The dollar will be confined to a range of 75 yen to 80 yen in 2012 and is more likely to depreciate, Citigroup Inc. said, citing ichimoku-cloud chart analysis.
The weekly cloud at 78 yen to 80 yen this year will provide strong resistance, and risks of U.S. dollar depreciation versus the yen exceed those that tilt toward appreciation, Osamu Takashima and Issei Suzuki, foreign-exchange strategists at Citibank Japan Ltd. in Tokyo, wrote in a note to clients today. Resistance refers to the upper boundary of a trading range, where sell orders may be clustered.
“Our overall bias is U.S.-dollar bullish, so I suspect if we see 80 that U.S. dollar is much stronger against other currencies,” Tom Fitzpatrick, Citigroup’s New York-based chief technical analyst, said in an e-mail message. “Unless and until the Federal Reserve shifts course, this looks like range trade with a slight downside bias.”
The dollar was little changed at 76.89 yen at 4:46 p.m. New York time. The yen gained to 75.35 per dollar on Oct. 31, the strongest level since World War II. That prompted the government to sell the currency to curb its strength, following previous interventions in March and August.

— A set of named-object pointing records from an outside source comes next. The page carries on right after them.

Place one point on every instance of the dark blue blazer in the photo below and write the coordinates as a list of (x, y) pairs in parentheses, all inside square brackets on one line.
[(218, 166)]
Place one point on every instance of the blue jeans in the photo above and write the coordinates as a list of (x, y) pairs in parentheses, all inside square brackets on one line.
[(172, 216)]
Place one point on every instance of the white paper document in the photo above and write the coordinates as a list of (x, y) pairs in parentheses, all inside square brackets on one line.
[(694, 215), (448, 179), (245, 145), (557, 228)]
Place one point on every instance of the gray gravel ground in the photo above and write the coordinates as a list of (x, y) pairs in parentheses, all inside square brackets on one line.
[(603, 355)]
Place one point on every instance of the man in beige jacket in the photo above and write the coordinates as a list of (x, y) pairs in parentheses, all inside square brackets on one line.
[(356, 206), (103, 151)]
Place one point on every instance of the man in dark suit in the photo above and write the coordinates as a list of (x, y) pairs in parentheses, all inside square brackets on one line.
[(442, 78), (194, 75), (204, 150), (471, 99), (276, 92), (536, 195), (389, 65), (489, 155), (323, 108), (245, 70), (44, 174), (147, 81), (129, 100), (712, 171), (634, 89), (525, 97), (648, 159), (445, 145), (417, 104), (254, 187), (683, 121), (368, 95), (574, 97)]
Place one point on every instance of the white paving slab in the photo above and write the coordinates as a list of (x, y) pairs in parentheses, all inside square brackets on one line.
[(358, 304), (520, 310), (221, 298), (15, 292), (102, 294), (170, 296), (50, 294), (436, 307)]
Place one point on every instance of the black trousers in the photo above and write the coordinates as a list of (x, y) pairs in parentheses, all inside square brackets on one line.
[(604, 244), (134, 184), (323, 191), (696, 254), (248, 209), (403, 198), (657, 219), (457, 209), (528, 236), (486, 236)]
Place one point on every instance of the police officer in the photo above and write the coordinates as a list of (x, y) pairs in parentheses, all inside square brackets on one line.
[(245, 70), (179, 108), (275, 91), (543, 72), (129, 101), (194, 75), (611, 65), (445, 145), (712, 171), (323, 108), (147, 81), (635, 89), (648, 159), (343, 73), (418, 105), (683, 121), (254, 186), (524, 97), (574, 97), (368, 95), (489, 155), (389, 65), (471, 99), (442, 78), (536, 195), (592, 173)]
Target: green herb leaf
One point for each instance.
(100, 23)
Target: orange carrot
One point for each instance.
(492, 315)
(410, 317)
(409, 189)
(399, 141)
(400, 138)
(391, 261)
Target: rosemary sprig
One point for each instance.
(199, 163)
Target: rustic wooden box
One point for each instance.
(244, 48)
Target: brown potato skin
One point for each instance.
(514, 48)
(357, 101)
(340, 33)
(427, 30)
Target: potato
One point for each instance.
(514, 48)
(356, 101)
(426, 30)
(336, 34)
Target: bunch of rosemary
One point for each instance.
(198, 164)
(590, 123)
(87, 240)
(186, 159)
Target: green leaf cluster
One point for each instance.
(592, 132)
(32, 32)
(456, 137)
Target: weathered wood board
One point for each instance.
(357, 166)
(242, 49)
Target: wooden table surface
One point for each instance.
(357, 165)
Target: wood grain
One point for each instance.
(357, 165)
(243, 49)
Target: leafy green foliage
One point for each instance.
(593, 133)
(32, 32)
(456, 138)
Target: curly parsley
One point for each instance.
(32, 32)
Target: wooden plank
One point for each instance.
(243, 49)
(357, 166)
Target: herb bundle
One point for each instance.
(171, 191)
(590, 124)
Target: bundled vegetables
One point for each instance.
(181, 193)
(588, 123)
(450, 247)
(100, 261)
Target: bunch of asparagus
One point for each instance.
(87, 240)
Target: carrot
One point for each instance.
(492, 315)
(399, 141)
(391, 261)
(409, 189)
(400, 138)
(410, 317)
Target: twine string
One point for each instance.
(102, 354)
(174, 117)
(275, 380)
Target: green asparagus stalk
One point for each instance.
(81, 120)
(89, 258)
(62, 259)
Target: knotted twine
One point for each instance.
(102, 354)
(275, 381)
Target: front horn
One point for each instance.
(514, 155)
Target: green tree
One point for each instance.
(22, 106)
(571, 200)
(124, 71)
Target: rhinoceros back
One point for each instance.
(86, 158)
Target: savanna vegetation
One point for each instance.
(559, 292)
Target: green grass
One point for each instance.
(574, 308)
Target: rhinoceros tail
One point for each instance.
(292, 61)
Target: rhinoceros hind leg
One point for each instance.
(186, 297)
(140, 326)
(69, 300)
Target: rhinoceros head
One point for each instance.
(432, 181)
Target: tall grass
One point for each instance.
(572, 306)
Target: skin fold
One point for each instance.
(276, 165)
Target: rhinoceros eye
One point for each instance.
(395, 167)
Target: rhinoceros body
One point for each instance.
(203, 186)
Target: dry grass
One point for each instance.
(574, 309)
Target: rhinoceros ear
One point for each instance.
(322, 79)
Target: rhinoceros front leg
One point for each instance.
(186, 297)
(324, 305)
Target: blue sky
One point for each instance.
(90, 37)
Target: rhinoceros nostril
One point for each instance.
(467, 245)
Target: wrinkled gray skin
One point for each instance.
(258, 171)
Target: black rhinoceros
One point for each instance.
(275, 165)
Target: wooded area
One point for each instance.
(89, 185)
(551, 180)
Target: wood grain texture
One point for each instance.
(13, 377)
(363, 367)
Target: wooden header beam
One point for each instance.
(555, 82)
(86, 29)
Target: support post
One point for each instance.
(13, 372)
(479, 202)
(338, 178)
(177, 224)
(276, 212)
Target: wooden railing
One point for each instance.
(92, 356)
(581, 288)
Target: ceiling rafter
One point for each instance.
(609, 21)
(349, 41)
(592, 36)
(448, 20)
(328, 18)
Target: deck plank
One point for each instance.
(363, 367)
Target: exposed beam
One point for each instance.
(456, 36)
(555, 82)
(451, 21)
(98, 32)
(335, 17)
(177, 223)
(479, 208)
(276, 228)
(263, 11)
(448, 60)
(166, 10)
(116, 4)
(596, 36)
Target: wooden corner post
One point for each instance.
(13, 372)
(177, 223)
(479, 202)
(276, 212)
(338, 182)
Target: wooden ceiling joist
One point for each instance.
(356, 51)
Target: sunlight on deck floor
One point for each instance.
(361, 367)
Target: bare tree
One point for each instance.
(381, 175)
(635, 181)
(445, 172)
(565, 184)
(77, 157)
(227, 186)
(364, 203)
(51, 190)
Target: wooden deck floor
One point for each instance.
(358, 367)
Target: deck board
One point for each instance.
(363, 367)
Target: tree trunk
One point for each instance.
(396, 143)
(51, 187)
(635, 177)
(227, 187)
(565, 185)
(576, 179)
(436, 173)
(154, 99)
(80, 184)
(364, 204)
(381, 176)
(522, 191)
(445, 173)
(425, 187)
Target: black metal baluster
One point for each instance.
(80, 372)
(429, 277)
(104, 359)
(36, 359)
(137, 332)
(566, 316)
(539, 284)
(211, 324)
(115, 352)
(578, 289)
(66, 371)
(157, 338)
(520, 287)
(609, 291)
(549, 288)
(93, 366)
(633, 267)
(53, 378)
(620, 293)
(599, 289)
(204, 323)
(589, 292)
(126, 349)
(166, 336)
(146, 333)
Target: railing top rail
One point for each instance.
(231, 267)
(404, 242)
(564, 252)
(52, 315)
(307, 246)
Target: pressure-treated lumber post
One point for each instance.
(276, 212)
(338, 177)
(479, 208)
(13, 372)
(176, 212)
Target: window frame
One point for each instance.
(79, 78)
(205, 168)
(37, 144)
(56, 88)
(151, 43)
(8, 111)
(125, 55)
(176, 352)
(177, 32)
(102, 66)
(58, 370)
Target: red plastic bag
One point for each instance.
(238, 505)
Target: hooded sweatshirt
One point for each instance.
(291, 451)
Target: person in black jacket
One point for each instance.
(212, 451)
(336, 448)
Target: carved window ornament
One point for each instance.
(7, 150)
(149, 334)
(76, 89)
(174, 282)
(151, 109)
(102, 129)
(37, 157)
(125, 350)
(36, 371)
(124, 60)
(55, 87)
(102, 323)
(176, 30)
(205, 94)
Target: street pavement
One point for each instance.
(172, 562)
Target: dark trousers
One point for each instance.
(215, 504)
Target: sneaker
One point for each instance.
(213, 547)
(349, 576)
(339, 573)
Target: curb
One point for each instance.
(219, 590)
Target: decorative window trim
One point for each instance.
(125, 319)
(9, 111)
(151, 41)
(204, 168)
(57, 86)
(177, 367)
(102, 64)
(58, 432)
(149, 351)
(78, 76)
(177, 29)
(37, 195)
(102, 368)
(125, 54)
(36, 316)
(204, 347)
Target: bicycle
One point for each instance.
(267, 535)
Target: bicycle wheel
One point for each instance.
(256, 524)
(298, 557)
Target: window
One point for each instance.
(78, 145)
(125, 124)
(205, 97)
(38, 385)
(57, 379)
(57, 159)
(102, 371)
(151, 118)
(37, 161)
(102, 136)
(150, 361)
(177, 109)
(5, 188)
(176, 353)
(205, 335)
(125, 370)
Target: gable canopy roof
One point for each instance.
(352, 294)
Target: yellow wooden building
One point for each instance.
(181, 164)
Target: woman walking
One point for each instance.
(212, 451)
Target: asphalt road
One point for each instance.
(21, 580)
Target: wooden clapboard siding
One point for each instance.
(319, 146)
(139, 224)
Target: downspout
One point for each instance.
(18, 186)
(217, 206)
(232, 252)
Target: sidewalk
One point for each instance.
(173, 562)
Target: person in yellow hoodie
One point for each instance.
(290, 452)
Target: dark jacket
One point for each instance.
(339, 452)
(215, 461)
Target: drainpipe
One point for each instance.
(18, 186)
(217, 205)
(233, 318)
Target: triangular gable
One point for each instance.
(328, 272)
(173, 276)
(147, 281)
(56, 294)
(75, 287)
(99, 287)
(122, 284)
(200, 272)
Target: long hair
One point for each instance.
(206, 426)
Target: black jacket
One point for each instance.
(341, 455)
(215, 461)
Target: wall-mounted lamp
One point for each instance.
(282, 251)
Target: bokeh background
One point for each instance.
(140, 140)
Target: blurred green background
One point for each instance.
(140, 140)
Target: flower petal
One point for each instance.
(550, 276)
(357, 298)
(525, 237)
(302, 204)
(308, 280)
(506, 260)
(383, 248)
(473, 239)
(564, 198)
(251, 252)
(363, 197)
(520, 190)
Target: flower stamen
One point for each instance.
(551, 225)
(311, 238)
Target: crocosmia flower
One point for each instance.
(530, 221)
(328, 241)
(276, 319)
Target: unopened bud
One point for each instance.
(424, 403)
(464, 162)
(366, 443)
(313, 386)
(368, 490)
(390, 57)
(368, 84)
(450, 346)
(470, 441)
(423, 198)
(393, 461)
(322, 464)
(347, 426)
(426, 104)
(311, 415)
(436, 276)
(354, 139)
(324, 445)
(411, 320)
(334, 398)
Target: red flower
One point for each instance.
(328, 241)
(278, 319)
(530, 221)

Ichimoku charts are used to predict a currency’s direction by analyzing the midpoints of historical highs and lows. The conversion line plots the sum of the highest high and lowest low over the past nine trading days. The baseline is the same calculation over the past 26 days.
The cloud refers to the area between the first and second leading span lines on the chart and is used to show an area where buy orders may be clustered.
In technical analysis, investors and analysts study charts of trading patterns and prices to forecast changes in a security, commodity, currency or index.